One of the good things about Android tablets is their software can often be modified from the original factory version to get newer software with more features, even when manufacturers fail to provide updates to newer versions of Android themselves.
That’s case with the original Kindle Fire from Amazon. It runs an ancient version of Android (Android 2.3) and doesn’t come with access to Google Play or have any customization options whatsoever because it has Amazon’s custom software that has a limited amount of features and is locked into Amazon ecosystem.
As the newer Kindle Fire HD tablets regularly get new software updates and features, the original Kindle Fire and 2nd gen Kindle Fire have basically gotten all the improvements they are going to get at this point. Amazon doesn’t have much incentive to improve older models, but that’s not going to stop them from continuing to sell them, of course.
Luckily with the Kindle Fire being such a popular brand, there’s been ample development for 3rd party software that runs on it just as well as the stock operating system, even better if you count all the added features.
Up until recently, modifying a Kindle Fire’s software took a touch of technical work and know-how to get up and running. But not anymore. The folks at N2A now offer a tool that can install Android 4.2 Jelly Bean on the original Kindle Fire and 2nd gen Kindle Fire with just a couple of mouse clicks. They can even do it remotely if you’re not up to the task.
I’ve tested numerous N2A cards in the past for the Nook HD+, Nook Color, and Nook Tablet. Generally the cards work quite well, and offer a good alternative to B&N’s software, but the problem with the Kindle Fire has always been it doesn’t have a memory card slot. With the Nook, the alternate operating system boots entirely off a microSD card inserted in the Nook, thus maintaining the stock OS entirely.

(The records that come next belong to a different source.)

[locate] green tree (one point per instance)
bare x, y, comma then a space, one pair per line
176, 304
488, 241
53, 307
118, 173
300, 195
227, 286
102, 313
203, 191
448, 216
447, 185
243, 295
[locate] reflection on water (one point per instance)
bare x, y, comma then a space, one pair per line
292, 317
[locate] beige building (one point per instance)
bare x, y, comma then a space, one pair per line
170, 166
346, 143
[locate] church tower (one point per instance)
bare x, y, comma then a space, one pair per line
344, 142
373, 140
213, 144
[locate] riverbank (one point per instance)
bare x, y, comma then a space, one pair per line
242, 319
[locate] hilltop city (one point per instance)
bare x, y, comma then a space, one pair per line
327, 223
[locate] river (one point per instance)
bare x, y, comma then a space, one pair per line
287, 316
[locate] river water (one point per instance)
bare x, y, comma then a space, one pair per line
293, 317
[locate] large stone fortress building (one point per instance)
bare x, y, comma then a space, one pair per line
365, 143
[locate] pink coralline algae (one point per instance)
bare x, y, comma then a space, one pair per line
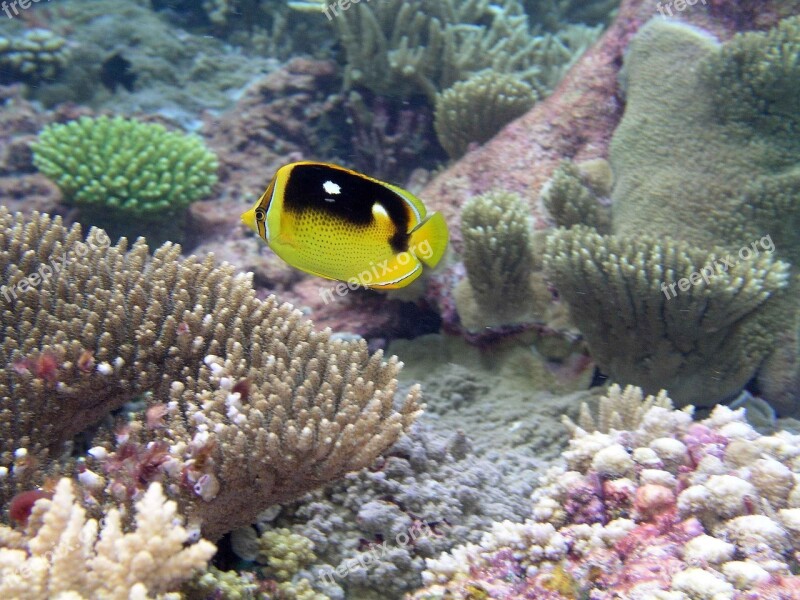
673, 510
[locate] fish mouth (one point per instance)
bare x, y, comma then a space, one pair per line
249, 219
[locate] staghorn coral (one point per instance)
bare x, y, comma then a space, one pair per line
124, 175
641, 513
472, 111
36, 56
754, 78
247, 406
62, 554
709, 336
729, 189
498, 259
411, 48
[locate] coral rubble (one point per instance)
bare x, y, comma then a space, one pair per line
669, 508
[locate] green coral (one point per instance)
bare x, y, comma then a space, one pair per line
473, 111
407, 48
704, 159
35, 56
125, 175
702, 343
284, 553
498, 260
571, 201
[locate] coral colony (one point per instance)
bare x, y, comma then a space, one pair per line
592, 394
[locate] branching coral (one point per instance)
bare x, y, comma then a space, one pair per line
410, 48
62, 554
247, 405
696, 176
710, 335
618, 410
474, 110
754, 77
126, 175
670, 509
35, 56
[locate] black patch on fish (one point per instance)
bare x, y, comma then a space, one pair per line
305, 191
116, 70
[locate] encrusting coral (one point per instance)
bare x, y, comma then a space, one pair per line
246, 405
705, 165
126, 176
669, 509
35, 56
474, 110
62, 554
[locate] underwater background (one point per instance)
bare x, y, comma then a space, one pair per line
594, 394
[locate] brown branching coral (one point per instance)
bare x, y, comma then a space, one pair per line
247, 405
62, 554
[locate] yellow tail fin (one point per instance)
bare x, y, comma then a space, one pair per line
429, 240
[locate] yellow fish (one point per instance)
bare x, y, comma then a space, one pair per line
339, 224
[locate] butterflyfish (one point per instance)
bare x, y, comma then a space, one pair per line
339, 224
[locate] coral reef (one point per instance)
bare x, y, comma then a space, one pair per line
670, 508
579, 118
125, 58
474, 110
62, 554
707, 336
126, 176
246, 406
390, 140
36, 56
710, 215
498, 258
413, 48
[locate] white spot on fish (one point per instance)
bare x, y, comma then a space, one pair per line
331, 188
378, 210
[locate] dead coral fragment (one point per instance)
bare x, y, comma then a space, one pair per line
498, 259
602, 529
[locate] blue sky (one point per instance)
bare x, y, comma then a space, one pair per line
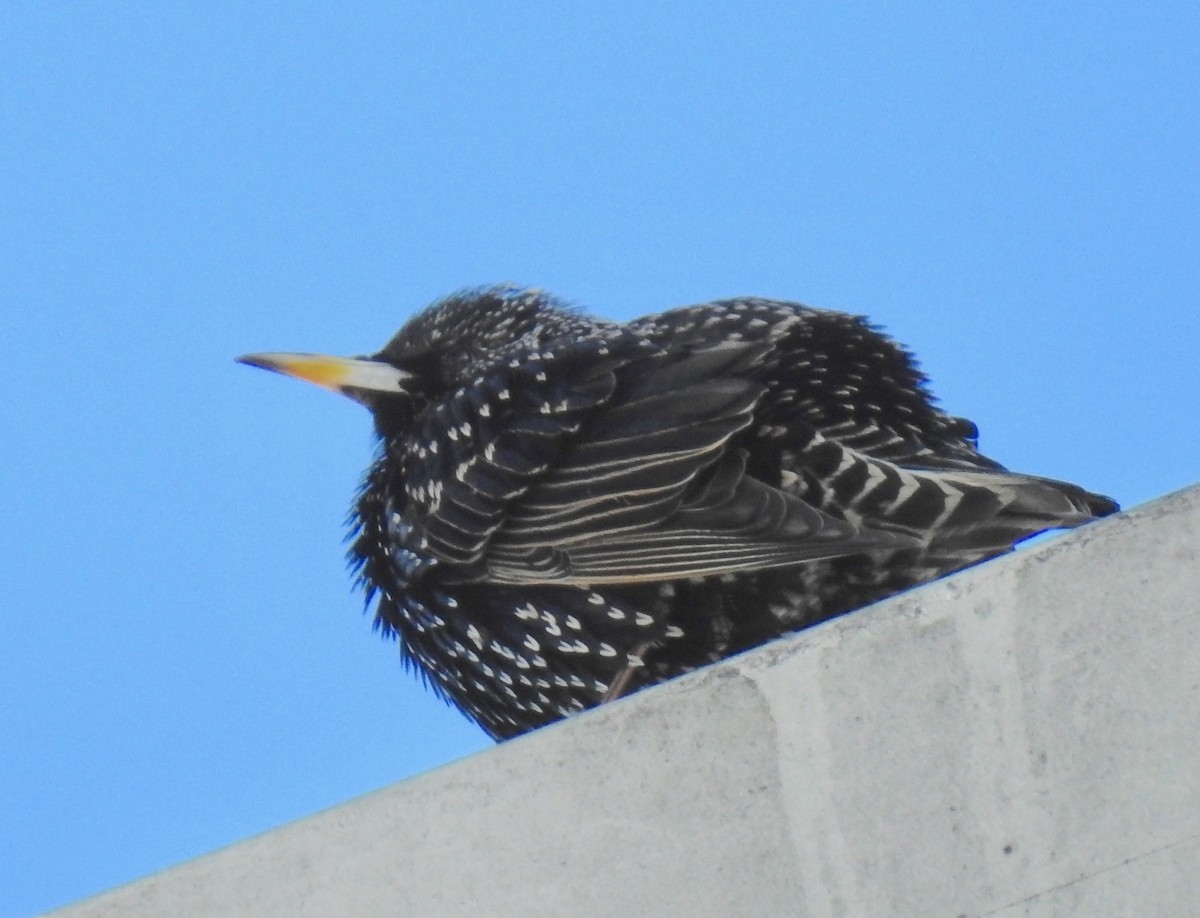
1012, 190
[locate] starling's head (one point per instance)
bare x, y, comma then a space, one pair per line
439, 348
457, 337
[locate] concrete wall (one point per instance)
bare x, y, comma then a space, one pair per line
1021, 739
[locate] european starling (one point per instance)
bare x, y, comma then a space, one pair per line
564, 510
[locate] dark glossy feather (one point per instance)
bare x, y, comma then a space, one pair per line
565, 510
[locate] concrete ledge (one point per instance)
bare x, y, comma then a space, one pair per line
1020, 739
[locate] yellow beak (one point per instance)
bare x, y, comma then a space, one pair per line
334, 373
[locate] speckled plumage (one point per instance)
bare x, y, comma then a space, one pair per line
564, 510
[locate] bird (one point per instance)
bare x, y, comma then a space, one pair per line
564, 510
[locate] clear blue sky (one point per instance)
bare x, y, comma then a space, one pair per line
1013, 190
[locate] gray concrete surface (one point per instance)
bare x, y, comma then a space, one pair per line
1020, 739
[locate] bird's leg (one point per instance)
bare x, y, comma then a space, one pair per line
618, 685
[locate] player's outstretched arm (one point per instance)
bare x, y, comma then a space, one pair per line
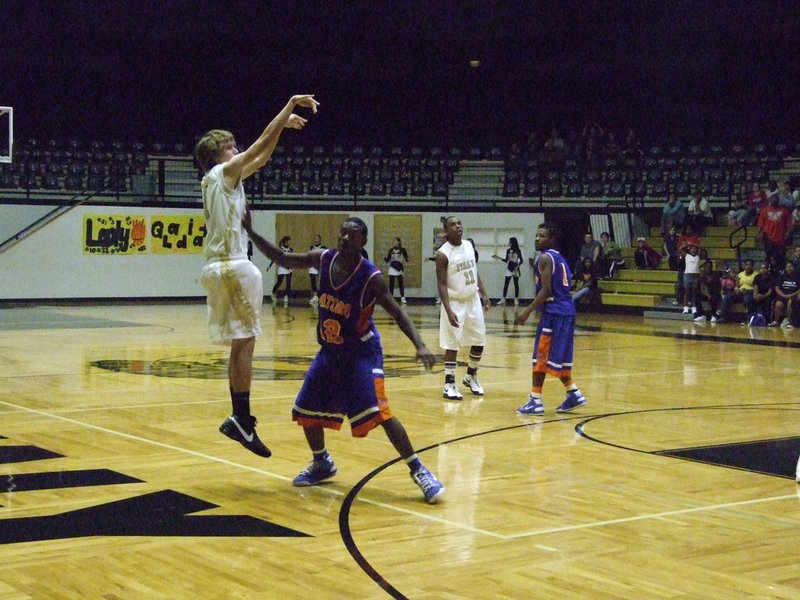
275, 254
377, 286
248, 162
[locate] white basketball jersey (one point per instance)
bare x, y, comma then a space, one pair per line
462, 270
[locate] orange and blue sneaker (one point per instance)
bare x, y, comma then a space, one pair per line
572, 401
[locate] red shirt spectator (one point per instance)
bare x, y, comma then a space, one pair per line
757, 198
774, 221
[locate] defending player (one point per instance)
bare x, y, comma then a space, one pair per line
464, 299
553, 347
345, 379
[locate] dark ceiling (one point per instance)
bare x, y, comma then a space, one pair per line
399, 72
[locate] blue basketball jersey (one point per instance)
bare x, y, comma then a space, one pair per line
345, 311
560, 303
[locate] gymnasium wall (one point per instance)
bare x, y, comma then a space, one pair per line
99, 252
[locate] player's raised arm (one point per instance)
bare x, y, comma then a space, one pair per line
377, 286
302, 260
244, 164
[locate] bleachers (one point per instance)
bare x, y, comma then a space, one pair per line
639, 288
415, 172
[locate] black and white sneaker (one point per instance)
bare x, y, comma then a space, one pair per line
245, 434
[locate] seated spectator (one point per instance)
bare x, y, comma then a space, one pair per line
774, 224
698, 213
742, 292
691, 279
785, 197
645, 257
632, 147
710, 292
687, 238
755, 202
787, 290
673, 213
610, 147
795, 225
591, 248
738, 209
669, 249
727, 287
610, 256
796, 259
585, 284
763, 292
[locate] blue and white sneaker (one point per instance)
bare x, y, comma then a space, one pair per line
316, 472
431, 487
533, 406
572, 401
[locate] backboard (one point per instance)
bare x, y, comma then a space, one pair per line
6, 133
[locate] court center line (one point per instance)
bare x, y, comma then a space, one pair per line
660, 515
247, 468
427, 516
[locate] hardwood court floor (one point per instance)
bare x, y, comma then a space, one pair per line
676, 480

With the Kindle Fire not having that option, it has taken N2A awhile to develop an automated package to make the process of installing an alternate operating system as easy as possible for the non-tech savvy. Now that option exists via N2Aos.com, and it costs $19.99.
Of course if you aren’t afraid of a little software modification you can install Android Jelly Bean on your Kindle Fire for free. I’ve had Android Jelly Bean installed on my Kindle Fire for 1 year now.
But if you want it simple and you want it now, N2Aos can breathe new life into your old Kindle Fire by turning it into an open Android tablet with Android 4.2 Jelly Bean software and all its perks. They also offer a tool to revert your Kindle Fire back to its original factory condition if you change your mind.
N2Aos is expected to add support for the Kindle Fire HD in the next few weeks as well. I just might try reviewing that version.